Investigating inherited arrhythmias using hiPSC-derived cardiomyocytes

Arslanova A, Shafaattalab S, Lin E, Barszczewski T, Hove-Madsen L, and Tibbits GF.

Methods, 2021

Researchers explore the use of Axion’s next-generation multielectrode array (MEA) platform and other methods for examining cardiac arrhythmias.

Inherited heart arrhythmias including atrial fibrillation, long QT syndrome, and Brugada syndrome are considered to be rare, but the consequences of these disorders can be life-threatening. In this article, researchers explore the use of human induced pluripotent stem cell-derived cardiomyocytes (hiPSC-CMs) in conjunction with multielectrode arrays (MEAs) and other methods to investigate cardiac electrical abnormalities associated with arrhythmias. The use of hiPSC-CMs allows scientists to create personalized in vitro models harboring specific genetic variants and avoid species differences seen in traditional animal models. 

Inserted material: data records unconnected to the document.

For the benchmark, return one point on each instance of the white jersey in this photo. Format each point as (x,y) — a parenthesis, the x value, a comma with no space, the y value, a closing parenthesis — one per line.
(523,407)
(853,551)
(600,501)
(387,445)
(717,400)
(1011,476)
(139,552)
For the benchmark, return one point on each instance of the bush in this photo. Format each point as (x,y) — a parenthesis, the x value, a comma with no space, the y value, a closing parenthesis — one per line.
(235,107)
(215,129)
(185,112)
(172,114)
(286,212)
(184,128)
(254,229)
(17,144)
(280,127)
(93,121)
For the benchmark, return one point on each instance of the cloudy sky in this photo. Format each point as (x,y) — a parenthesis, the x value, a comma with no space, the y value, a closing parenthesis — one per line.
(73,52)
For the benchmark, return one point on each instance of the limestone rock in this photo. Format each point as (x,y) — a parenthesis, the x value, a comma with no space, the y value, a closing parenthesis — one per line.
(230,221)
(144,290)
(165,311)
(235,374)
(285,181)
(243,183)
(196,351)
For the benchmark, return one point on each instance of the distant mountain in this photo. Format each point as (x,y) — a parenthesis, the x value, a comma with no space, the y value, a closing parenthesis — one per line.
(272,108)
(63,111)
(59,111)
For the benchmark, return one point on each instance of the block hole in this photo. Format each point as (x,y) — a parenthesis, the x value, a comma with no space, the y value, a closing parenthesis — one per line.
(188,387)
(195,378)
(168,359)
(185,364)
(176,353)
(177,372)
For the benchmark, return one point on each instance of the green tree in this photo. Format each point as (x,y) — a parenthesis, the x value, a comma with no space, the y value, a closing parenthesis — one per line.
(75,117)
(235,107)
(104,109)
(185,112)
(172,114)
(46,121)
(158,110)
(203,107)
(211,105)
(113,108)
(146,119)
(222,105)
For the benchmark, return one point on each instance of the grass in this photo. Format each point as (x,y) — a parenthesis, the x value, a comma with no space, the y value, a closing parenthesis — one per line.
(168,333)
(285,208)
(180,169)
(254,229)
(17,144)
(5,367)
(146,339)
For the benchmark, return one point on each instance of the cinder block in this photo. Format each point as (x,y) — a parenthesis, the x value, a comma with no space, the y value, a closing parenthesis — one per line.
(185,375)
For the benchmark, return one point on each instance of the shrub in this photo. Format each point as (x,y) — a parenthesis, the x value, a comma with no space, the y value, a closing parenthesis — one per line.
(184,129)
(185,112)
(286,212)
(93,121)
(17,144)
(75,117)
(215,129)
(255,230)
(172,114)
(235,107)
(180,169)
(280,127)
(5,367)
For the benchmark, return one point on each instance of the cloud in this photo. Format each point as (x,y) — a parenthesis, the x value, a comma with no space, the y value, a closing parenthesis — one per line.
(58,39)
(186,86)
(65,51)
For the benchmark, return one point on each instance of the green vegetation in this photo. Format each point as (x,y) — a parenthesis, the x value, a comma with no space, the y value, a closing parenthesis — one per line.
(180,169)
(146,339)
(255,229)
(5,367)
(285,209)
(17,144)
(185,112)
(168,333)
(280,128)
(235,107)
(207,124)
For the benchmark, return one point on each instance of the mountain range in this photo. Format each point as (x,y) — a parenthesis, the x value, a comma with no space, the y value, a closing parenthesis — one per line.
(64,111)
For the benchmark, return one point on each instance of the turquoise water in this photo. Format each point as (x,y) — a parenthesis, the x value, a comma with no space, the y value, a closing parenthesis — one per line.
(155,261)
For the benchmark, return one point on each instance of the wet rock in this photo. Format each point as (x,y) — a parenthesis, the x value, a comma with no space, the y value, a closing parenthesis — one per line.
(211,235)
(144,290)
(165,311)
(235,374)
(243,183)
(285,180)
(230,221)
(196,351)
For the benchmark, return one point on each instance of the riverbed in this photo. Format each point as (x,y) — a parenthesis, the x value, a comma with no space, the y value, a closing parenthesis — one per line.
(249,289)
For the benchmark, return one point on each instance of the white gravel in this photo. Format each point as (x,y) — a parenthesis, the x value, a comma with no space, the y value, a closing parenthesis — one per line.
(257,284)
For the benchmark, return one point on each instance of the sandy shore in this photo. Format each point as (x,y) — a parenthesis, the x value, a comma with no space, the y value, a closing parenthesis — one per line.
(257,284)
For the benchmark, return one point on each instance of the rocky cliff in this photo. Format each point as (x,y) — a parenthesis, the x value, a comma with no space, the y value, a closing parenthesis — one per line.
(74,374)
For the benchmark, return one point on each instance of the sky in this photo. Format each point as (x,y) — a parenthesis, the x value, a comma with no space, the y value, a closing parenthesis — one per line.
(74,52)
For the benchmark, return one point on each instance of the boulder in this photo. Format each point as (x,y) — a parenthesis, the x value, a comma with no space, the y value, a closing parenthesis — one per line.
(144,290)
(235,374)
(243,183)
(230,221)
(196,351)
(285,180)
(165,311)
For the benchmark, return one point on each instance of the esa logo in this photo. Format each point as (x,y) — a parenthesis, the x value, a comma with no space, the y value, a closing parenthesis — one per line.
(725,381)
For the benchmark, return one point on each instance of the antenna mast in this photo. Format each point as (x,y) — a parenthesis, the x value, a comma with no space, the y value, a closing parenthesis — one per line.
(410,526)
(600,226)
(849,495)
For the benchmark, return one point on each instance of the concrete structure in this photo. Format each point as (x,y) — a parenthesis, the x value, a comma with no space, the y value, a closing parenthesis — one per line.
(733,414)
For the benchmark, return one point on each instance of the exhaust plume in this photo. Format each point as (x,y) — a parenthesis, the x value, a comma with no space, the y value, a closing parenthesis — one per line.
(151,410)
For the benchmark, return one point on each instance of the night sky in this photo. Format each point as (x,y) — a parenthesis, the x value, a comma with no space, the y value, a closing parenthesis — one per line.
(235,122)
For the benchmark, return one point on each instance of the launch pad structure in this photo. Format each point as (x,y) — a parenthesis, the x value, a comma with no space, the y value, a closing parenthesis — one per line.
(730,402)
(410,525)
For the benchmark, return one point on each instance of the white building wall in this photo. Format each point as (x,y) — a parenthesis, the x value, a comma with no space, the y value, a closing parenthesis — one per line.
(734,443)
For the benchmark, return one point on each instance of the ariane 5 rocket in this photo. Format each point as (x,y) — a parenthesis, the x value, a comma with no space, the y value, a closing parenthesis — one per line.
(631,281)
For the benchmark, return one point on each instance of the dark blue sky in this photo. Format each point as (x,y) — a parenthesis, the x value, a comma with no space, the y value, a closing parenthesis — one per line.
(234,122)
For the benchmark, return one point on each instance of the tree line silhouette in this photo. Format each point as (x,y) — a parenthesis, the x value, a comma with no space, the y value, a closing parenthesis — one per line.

The authors used Axion’s Maestro Pro MEA platform due to its ability to assay a wide range of cardiac activity including field potentials, propagation, contractility, and local extracellular action potential (LEAP). As noted in the article, other advantages of using MEA include the ability to perform high-throughput experiments, the noninvasive nature of MEA testing which allows consistency and longitudinal experiments, and its use as a complex comprehensive in vitro proarrhythmia assay (CiPA) for evaluating drugs. 

In addition to MEAs, other techniques examined in the article included patch clamping and optical mapping—all of which are important approaches for studying inherited and acquired arrhythmias.